Before that in the headlines, the latest in the AI chip wars.
The AI Daily Brief is a daily podcast and video about the most important news and discussions in AI.
To join the conversation, follow the Discord link in our show notes.
Hello, friends, quick note, apologies for yesterday not delivering a show.
I was traveling and then came back and got walloped by some very weird sickness.
You can probably hear a little bit left of it in my voice.
Hopefully we don't get interrupted again, and hopefully you enjoy today's shows.
Welcome back to the AI Daily Brief Headlines Edition, all the AI headline news you need in around five minutes.
It has once again been a busy week in the world of AI chips.
There was a big event this week called the Computex trade show.
You probably have seen this already iconic image of NVIDIA CEO Jensen Huang signing a woman's chest,
and Bloomberg summed up the event saying Nvidia's pitch in AI chips holds echoes of Apple and iPhones.
Here's how they summed up the presentation.
Invita's proposition to the world,
sign up with us and you'll get the best hardware, software,
and services you need to train AI models.
We'll build an ecosystem of developers
and give them the best tools to make apps.

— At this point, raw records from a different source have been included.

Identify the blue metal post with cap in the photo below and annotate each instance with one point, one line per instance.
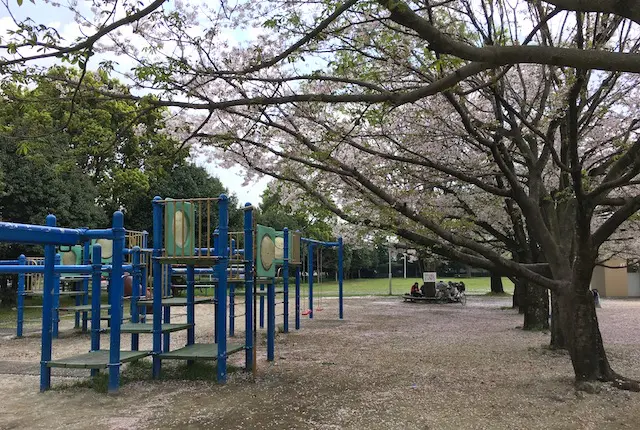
(232, 309)
(135, 295)
(117, 294)
(285, 276)
(261, 305)
(22, 260)
(310, 276)
(157, 285)
(297, 297)
(190, 304)
(86, 260)
(221, 289)
(166, 337)
(216, 249)
(340, 278)
(56, 298)
(96, 289)
(47, 302)
(271, 319)
(248, 286)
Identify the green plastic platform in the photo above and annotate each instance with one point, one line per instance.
(81, 308)
(96, 359)
(264, 292)
(177, 301)
(141, 328)
(196, 261)
(62, 293)
(200, 351)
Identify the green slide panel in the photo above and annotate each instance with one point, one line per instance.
(71, 255)
(279, 243)
(266, 249)
(179, 229)
(107, 249)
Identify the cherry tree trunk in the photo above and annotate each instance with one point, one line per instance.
(582, 335)
(496, 284)
(557, 337)
(519, 296)
(536, 311)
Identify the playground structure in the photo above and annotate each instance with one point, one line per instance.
(297, 265)
(32, 284)
(185, 242)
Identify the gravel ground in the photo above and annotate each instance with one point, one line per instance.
(388, 365)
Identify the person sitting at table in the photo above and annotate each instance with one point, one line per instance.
(415, 290)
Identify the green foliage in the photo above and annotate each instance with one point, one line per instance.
(312, 220)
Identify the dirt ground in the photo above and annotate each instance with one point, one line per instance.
(388, 365)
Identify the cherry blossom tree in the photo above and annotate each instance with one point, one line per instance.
(500, 134)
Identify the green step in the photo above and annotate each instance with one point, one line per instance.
(142, 328)
(96, 359)
(200, 351)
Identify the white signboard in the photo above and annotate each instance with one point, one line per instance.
(429, 277)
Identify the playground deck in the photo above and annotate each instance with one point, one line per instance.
(200, 351)
(144, 328)
(178, 301)
(96, 359)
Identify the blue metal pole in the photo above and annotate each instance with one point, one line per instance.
(96, 291)
(310, 276)
(135, 295)
(232, 309)
(261, 306)
(221, 305)
(190, 304)
(285, 276)
(340, 278)
(78, 302)
(248, 288)
(157, 285)
(271, 320)
(166, 341)
(56, 299)
(22, 260)
(143, 293)
(298, 298)
(86, 260)
(117, 294)
(47, 302)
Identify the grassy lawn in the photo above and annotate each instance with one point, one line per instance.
(380, 286)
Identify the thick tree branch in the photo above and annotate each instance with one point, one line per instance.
(439, 42)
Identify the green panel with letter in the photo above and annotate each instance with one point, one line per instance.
(179, 229)
(265, 252)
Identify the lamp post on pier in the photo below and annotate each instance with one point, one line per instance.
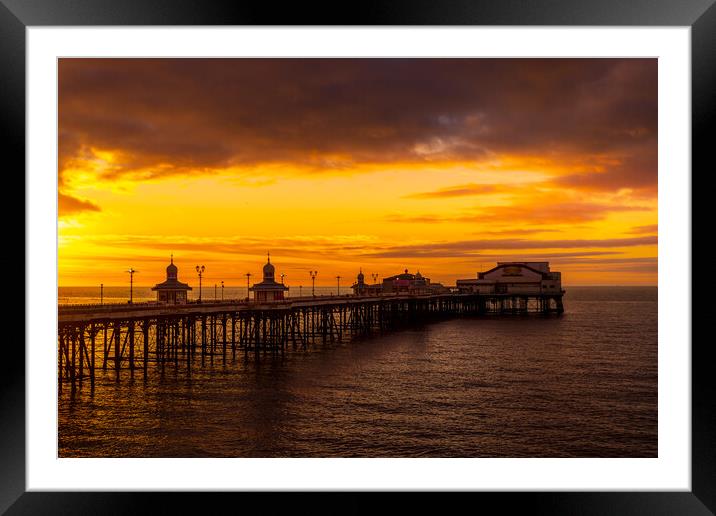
(313, 282)
(200, 270)
(131, 272)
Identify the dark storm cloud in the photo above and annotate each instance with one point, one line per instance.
(179, 115)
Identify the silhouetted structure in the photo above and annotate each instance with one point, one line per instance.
(514, 278)
(268, 290)
(172, 291)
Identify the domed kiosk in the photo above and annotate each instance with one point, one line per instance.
(268, 290)
(172, 291)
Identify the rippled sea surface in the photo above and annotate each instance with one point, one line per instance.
(580, 385)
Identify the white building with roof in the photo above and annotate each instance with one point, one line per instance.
(269, 289)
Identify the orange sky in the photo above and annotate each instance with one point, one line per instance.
(445, 166)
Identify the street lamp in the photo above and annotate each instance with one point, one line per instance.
(313, 282)
(200, 270)
(131, 272)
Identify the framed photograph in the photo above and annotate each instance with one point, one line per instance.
(408, 251)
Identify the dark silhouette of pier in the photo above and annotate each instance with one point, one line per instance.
(131, 336)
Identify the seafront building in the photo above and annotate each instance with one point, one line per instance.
(400, 283)
(269, 289)
(171, 291)
(514, 278)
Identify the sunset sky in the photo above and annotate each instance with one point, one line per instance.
(441, 165)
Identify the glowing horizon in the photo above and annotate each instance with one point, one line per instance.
(438, 165)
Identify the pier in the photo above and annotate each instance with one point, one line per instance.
(129, 337)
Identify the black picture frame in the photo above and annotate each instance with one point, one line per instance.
(699, 15)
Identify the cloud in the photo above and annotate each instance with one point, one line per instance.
(458, 191)
(640, 230)
(161, 117)
(539, 209)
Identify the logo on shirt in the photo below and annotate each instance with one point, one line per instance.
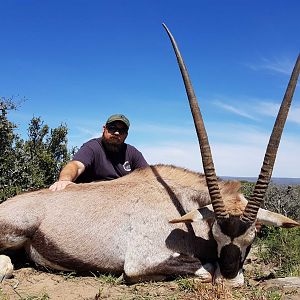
(127, 166)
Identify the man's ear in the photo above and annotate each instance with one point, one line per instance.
(203, 213)
(267, 217)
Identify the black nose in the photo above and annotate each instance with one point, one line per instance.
(229, 261)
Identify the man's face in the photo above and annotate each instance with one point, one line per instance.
(114, 135)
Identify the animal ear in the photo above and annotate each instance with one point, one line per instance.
(267, 217)
(199, 214)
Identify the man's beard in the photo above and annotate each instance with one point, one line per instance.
(111, 145)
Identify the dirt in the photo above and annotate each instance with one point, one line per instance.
(29, 283)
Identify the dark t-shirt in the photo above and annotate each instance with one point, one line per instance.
(101, 165)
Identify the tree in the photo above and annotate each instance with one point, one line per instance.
(31, 164)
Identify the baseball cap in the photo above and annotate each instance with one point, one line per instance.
(118, 117)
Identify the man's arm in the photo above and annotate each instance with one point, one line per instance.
(67, 175)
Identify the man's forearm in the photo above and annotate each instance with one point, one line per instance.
(70, 172)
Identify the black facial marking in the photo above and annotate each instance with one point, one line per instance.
(233, 226)
(230, 261)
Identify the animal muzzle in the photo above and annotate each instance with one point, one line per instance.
(230, 261)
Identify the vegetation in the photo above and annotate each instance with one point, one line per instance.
(279, 247)
(33, 163)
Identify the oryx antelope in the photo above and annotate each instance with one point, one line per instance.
(123, 226)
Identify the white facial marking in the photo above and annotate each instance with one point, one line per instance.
(221, 239)
(175, 254)
(243, 241)
(205, 273)
(234, 282)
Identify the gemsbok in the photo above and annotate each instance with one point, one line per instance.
(154, 223)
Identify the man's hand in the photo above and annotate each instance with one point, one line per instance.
(67, 175)
(60, 185)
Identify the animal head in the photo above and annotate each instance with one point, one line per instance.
(234, 224)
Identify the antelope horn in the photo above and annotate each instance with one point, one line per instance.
(208, 165)
(264, 177)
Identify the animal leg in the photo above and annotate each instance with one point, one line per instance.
(6, 267)
(176, 265)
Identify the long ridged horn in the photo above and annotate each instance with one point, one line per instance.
(208, 165)
(264, 178)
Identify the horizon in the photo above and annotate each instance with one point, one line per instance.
(78, 62)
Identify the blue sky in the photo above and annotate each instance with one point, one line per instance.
(77, 62)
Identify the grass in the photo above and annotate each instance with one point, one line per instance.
(280, 248)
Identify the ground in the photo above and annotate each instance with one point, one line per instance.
(29, 283)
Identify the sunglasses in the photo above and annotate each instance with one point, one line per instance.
(113, 128)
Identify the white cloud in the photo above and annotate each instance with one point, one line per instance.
(283, 65)
(234, 109)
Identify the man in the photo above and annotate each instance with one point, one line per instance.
(104, 158)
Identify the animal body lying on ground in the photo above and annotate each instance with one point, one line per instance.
(156, 222)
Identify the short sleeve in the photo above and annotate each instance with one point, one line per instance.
(85, 155)
(138, 160)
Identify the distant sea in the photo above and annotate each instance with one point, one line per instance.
(275, 180)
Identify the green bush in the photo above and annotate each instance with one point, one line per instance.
(280, 248)
(33, 163)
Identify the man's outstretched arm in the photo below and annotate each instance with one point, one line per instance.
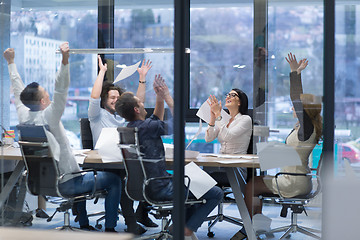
(143, 70)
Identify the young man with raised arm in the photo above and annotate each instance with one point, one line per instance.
(34, 106)
(101, 115)
(150, 131)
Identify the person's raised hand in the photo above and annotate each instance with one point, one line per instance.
(145, 67)
(160, 87)
(291, 59)
(215, 105)
(103, 67)
(9, 55)
(302, 65)
(65, 51)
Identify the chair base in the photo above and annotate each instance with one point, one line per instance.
(69, 228)
(164, 233)
(160, 235)
(219, 217)
(296, 228)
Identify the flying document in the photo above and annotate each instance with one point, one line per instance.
(127, 72)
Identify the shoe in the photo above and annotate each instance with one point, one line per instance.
(40, 213)
(261, 223)
(110, 230)
(135, 229)
(194, 237)
(146, 221)
(241, 234)
(88, 228)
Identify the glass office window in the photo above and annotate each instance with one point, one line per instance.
(35, 29)
(220, 50)
(148, 27)
(347, 103)
(36, 34)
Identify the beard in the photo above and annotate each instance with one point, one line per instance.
(109, 109)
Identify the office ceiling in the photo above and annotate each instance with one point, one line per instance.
(92, 4)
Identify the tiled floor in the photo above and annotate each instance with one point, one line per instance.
(222, 230)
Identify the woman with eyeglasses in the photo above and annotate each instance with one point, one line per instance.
(303, 138)
(234, 134)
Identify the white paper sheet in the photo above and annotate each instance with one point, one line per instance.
(127, 72)
(200, 181)
(276, 155)
(204, 113)
(80, 155)
(169, 152)
(196, 134)
(233, 161)
(107, 145)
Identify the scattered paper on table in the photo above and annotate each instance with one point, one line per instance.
(200, 181)
(107, 145)
(127, 72)
(276, 155)
(233, 161)
(169, 152)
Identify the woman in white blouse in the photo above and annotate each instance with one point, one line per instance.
(234, 134)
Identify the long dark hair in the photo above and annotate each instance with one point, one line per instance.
(243, 108)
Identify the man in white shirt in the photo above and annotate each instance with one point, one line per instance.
(101, 115)
(34, 106)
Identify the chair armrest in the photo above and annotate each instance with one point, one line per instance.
(147, 182)
(80, 172)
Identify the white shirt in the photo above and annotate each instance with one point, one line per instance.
(233, 139)
(50, 116)
(100, 118)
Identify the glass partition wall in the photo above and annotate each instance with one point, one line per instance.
(233, 44)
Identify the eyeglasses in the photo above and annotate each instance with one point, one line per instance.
(231, 95)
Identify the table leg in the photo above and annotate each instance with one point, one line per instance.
(4, 195)
(237, 183)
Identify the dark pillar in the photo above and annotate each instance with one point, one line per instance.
(181, 63)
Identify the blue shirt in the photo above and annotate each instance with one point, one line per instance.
(151, 145)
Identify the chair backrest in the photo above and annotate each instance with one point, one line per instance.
(86, 134)
(135, 172)
(42, 169)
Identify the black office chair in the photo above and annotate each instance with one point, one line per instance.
(86, 134)
(296, 204)
(137, 182)
(43, 175)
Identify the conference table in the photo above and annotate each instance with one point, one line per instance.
(229, 162)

We'll upgrade the key components once a year.
It'll be pricey and you'll sacrifice much compatibility
with our rivals, but you won't have to sweat any of the details.
Set against that is basically everyone else who sells chips for a living.
AMD, CEO, Lisa Sue, put forth this case in the opening keynote,
adopt the open standards we're promoting,
and you won't be tied down to us.
We'll let you plug-in-play tech from all providers, craft your own apps, and customize your hardware
mix as you see fit.
Now, another interesting thing from this event is that while there was a lot of discussion
around AI chips for laptops and smartphones, as Bloomberg writes, from conversations with
industry observers and executives in Taipei, it's obvious that the data center is where
the highest margin businesses, and Nvidia's lead there, as of now, is insurmountable.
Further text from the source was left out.